Forse è questo, alla fine, il senso più sottile del titolo.
A Place of Safety non è soltanto un porto sicuro dove poter sbarcare. È uno spazio umano, in cui chi tende un braccio può guardarti negli occhi e dirti “Welcome! Salam Alaikum! Benvenuto!”, in cui le storie — dei salvati e dei sommersi — possono essere accolte e sostenute, anche quando restano incomplete. Anche quando il mare continua a parlare attraverso i silenzi.
Il regista ci fa infine partecipare a una festa inattesa che si svolge nel mezzo del Mediterraneo.

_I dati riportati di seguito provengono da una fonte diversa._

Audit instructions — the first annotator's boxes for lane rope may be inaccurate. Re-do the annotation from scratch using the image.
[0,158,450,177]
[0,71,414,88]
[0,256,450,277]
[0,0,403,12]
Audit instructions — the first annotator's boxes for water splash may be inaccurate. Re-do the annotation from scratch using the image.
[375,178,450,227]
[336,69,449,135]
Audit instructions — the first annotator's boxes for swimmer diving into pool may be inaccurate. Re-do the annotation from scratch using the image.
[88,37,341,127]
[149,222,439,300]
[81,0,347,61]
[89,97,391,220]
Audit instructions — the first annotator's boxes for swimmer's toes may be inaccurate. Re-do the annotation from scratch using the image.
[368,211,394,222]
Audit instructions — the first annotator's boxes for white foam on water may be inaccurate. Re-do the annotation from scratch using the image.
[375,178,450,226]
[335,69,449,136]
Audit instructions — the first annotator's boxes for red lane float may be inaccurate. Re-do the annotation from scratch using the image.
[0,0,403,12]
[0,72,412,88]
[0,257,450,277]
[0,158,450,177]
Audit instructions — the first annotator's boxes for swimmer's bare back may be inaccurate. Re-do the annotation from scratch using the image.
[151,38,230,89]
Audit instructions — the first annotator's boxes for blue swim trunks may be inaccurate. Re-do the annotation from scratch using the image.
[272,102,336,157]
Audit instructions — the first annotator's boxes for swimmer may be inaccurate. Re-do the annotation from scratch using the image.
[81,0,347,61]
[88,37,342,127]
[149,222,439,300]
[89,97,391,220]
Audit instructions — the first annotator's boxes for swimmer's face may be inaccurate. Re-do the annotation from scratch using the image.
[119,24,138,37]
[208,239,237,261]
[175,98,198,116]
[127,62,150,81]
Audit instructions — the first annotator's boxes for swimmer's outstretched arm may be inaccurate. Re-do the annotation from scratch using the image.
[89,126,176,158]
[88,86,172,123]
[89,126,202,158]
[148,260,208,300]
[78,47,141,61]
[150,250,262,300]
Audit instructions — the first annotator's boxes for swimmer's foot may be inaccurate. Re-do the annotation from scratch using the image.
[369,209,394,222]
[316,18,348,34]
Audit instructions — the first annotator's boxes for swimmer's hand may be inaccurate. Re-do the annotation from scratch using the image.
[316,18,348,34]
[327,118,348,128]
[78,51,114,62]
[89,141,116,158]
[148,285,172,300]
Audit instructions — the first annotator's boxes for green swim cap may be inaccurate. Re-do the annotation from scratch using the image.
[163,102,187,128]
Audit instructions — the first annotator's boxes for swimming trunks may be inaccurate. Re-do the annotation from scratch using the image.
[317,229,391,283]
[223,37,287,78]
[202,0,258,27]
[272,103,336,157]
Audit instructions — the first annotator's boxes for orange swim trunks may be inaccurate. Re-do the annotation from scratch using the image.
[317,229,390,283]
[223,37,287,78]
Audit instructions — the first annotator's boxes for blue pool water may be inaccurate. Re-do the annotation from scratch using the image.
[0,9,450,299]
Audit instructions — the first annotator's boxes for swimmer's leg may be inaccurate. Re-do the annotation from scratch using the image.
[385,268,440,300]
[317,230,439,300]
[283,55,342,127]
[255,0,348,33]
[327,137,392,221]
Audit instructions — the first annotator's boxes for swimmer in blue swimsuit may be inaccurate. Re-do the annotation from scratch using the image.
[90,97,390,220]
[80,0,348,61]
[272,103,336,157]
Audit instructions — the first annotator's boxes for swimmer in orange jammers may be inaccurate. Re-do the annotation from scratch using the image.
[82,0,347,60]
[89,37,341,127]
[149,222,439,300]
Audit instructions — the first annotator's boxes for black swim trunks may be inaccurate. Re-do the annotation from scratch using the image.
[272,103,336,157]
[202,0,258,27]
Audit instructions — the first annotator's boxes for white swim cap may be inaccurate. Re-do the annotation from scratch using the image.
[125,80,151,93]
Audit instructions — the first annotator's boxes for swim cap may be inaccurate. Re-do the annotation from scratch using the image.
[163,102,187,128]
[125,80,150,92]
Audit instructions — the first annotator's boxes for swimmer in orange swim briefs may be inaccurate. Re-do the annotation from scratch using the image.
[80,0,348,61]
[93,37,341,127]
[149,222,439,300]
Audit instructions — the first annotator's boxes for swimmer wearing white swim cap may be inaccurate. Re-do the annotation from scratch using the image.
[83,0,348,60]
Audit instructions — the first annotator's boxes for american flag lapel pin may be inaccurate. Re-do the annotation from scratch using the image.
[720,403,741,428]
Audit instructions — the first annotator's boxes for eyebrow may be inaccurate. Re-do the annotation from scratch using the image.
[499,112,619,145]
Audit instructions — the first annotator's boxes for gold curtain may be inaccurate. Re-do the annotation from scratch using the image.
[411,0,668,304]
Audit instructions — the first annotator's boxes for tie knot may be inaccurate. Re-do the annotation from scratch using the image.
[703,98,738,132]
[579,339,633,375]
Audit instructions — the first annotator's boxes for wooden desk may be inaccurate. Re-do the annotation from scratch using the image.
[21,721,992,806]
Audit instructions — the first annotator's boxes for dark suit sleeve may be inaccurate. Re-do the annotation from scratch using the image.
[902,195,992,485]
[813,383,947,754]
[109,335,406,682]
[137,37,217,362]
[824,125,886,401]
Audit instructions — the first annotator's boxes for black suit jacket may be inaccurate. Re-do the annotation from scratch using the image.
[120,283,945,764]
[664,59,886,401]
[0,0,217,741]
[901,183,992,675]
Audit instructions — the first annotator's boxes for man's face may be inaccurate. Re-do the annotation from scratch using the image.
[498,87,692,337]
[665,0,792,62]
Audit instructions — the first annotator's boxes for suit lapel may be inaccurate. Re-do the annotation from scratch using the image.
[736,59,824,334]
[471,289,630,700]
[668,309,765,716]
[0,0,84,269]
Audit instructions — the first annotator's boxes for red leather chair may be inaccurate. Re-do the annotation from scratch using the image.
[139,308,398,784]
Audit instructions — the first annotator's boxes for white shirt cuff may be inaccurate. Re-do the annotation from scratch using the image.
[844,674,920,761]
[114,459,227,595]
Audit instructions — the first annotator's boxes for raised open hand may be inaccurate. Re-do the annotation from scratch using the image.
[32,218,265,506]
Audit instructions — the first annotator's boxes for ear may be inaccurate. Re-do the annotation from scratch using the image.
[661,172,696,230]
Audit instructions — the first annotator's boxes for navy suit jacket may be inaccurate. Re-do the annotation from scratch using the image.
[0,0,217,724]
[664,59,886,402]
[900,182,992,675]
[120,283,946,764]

Donne, uomini, bambini ballano sul ponte della nave per festeggiare una cosa semplice e immensa: essere vivi. E così i soccorritori, quasi senza accorgersene, si ritrovano a ballare insieme ai migranti finalmente arrivati in A Place of Safety o, potremmo dire, a Place of Humanity.
In quel momento accade qualcosa di raro: sul ponte di quella nave, tra lingue diverse e storie lontane, affiora per un attimo il senso profondo dell’esistenza. Il ritrovamento di un’umanità condivisa. E di un sogno che, almeno per un momento, diventa comune.